Jim Chad Posted March 5, 2009 Posted March 5, 2009 I have a plan where Discretionary non-elective contributions were never expected. The document has everyone in their own group. The owner is very young so cross testing will not work. Can I use the same permitted disparity that would be allowed if the document said integrate at $50,000?
WDIK Posted March 5, 2009 Posted March 5, 2009 http://benefitslink.com/boards/index.php?showtopic=38349 ...but then again, What Do I Know?
Jim Chad Posted March 5, 2009 Author Posted March 5, 2009 Perfect! Thanks, WDIK. By the way.....your using WDIK for a name always makes me smile.
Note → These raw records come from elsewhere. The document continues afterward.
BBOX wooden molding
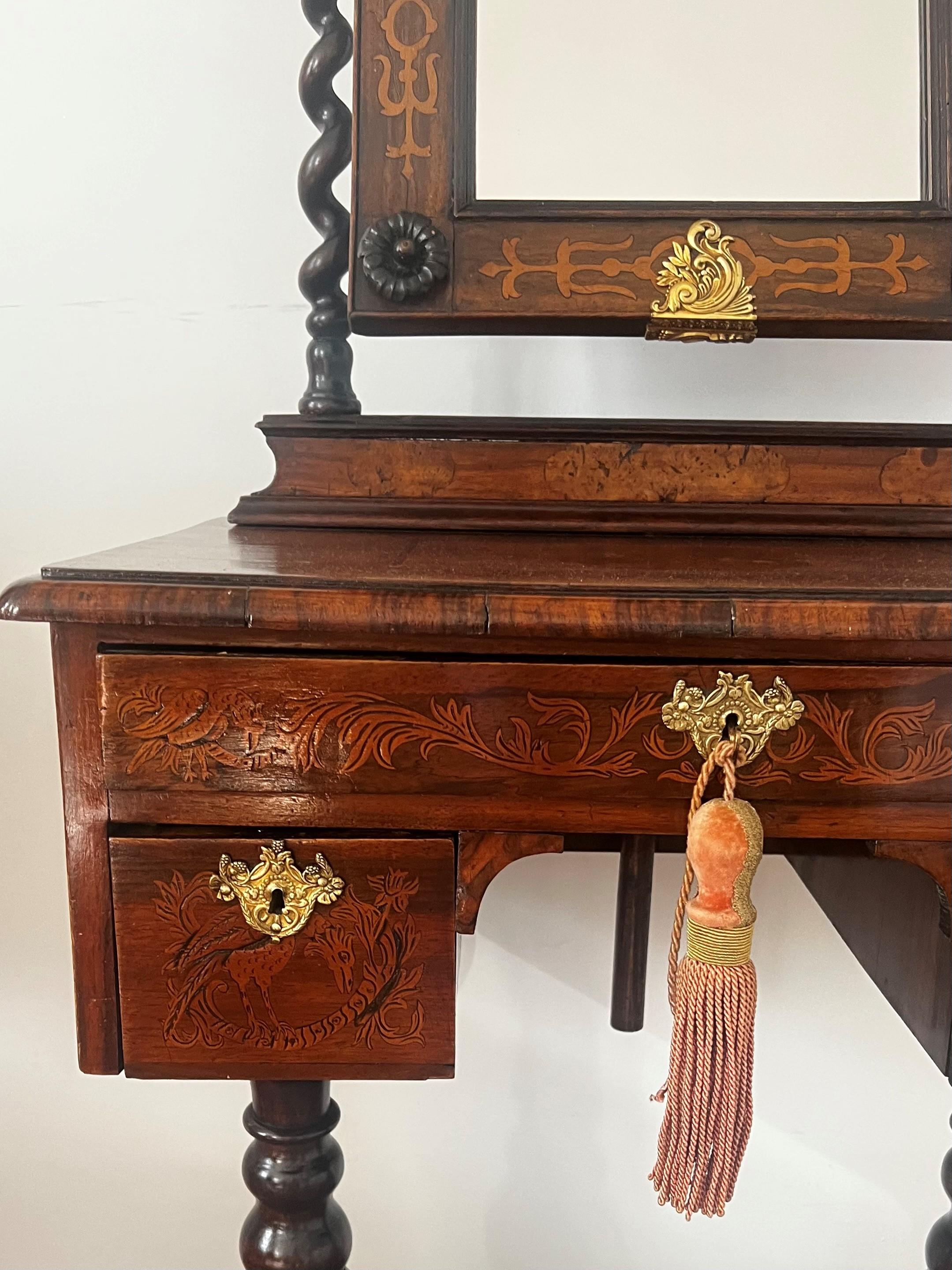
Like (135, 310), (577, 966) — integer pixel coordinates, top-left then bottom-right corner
(455, 833), (565, 935)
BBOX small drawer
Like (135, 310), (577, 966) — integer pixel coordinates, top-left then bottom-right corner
(110, 837), (455, 1079)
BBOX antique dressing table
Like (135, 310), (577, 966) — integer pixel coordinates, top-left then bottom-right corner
(0, 0), (952, 1270)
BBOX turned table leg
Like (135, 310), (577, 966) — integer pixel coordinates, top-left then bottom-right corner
(926, 1123), (952, 1270)
(240, 1081), (351, 1270)
(612, 835), (656, 1031)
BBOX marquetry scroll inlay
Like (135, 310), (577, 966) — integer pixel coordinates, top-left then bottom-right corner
(800, 693), (952, 785)
(114, 676), (952, 787)
(665, 692), (952, 786)
(373, 0), (439, 180)
(282, 692), (661, 777)
(480, 234), (929, 302)
(155, 869), (424, 1050)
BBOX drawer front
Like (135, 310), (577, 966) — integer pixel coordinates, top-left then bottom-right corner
(100, 654), (952, 837)
(110, 837), (455, 1079)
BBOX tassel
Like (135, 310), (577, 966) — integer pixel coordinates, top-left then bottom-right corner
(650, 740), (763, 1221)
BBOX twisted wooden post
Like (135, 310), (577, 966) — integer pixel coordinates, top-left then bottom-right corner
(297, 0), (361, 415)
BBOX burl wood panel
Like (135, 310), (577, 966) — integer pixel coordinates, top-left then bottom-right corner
(110, 837), (455, 1079)
(239, 427), (952, 515)
(100, 654), (952, 838)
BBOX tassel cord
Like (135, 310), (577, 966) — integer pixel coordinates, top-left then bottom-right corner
(657, 737), (744, 1011)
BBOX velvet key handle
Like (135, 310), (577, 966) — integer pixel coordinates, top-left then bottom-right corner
(651, 782), (763, 1219)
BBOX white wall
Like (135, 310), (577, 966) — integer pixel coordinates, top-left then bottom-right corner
(0, 0), (952, 1270)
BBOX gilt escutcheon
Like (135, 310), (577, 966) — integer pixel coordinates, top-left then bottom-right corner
(209, 842), (344, 942)
(661, 671), (806, 763)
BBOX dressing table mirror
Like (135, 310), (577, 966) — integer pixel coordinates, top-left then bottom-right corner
(351, 0), (952, 339)
(0, 0), (952, 1270)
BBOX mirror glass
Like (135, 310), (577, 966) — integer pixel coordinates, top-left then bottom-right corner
(476, 0), (920, 203)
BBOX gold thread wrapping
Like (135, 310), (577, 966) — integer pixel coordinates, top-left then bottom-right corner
(688, 918), (754, 965)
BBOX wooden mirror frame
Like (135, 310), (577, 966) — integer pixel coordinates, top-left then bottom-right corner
(349, 0), (952, 339)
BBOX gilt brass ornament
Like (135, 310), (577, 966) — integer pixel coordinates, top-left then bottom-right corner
(661, 671), (806, 763)
(209, 842), (344, 944)
(645, 221), (757, 344)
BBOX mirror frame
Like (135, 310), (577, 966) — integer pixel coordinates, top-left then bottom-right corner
(349, 0), (952, 339)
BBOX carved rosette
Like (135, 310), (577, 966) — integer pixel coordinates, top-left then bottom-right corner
(357, 212), (449, 303)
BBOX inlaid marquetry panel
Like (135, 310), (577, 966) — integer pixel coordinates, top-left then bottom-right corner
(110, 838), (455, 1077)
(100, 654), (952, 823)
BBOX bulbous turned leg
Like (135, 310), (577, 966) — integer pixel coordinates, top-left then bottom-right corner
(926, 1123), (952, 1270)
(240, 1081), (351, 1270)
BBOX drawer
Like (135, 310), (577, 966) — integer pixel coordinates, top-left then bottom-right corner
(100, 653), (952, 837)
(109, 837), (455, 1079)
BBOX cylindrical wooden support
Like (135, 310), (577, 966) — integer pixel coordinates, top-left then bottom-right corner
(926, 1123), (952, 1270)
(240, 1081), (351, 1270)
(612, 835), (656, 1031)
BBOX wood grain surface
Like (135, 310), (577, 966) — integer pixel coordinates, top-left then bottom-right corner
(100, 654), (952, 813)
(110, 837), (455, 1079)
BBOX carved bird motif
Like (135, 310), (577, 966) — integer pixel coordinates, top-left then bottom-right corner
(117, 685), (274, 781)
(162, 908), (296, 1046)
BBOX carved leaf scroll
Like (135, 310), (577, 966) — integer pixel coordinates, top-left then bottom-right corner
(153, 869), (425, 1050)
(280, 692), (661, 777)
(480, 234), (929, 302)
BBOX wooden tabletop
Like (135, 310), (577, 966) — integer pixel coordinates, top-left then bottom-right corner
(0, 520), (952, 641)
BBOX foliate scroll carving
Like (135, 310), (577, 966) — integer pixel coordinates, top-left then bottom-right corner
(113, 676), (952, 789)
(155, 869), (424, 1050)
(480, 234), (929, 303)
(282, 692), (660, 777)
(800, 693), (952, 785)
(645, 221), (757, 344)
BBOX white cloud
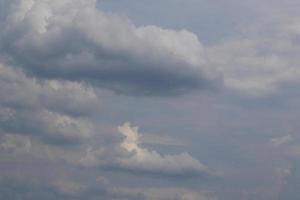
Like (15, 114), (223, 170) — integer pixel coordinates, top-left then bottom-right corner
(118, 123), (209, 175)
(271, 135), (293, 147)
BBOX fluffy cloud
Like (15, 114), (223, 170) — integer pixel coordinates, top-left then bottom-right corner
(207, 17), (300, 96)
(81, 123), (213, 177)
(0, 0), (219, 95)
(0, 62), (97, 142)
(118, 123), (209, 175)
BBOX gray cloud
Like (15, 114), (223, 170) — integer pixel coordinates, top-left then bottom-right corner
(0, 0), (221, 96)
(80, 123), (214, 177)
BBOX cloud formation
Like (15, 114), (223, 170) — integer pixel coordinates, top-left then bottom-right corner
(0, 0), (220, 96)
(118, 123), (210, 175)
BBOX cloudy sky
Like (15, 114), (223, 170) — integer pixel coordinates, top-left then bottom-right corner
(0, 0), (300, 200)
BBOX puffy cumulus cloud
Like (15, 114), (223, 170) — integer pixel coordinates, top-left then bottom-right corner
(113, 123), (210, 176)
(118, 123), (209, 175)
(0, 0), (221, 95)
(271, 135), (293, 147)
(80, 123), (214, 177)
John Feldt ERPA CPC QPA Posted March 6, 2009 Posted March 6, 2009 If the allocation is 'each in their own class' then can the plan actually integrate at a $50,000 level though? The plan can impute disparity, but I thought that required the use of the full taxable wage base. If the plan document does not spell out a taxable wage base of $50,000, then I don't know how that integration level can apply. But if it could, without having it written into the plan, then I would like to know how that is done.
Jim Chad Posted March 7, 2009 Author Posted March 7, 2009 Good Point! I had forgotten that. Thanks, John.
austin3515 Posted March 8, 2009 Posted March 8, 2009 I suppose as long as you could pass rate group testing and, if necessary, average benefits you could integrate at $50,000. Austin Powers, CPA, QPA, ERPA
Kevin C Posted March 9, 2009 Posted March 9, 2009 What does the plan document say about how the contribution amount is determined for each allocation group? I would expect it to be a discretionary amount for each allocation group. You wouldn't be imposing an integrated formula on the plan. All you are doing is using an integrated allocation calculation to help determine the amount of contribution for each allocation group. Will it work if you integrate in the calculation at $50,000? Try it and see. If an HCE gets a larger allocation integrating at $50,000 than integrating at the TWB, I doubt it will work. The 401(a)(4) general test will tell you if it works.
Bird Posted March 9, 2009 Posted March 9, 2009 If an HCE gets a larger allocation integrating at $50,000 than integrating at the TWB, I doubt it will work. The 401(a)(4) general test will tell you if it works. I agree (I don't think it will work). Ed Snyder
austin3515 Posted March 9, 2009 Posted March 9, 2009 Let's say, for argument's sake, that the owner is 65 and the employees are all younger than 25. Let's also say that the employees are getting at least 1/3 of what the HCE is getting (in fact bet their getting more than half what the owner is getting). I think it would pass, personally... (using xtesting) Austin Powers, CPA, QPA, ERPA
WDIK Posted March 9, 2009 Posted March 9, 2009 The owner is very young so cross testing will not work. ...but then again, What Do I Know?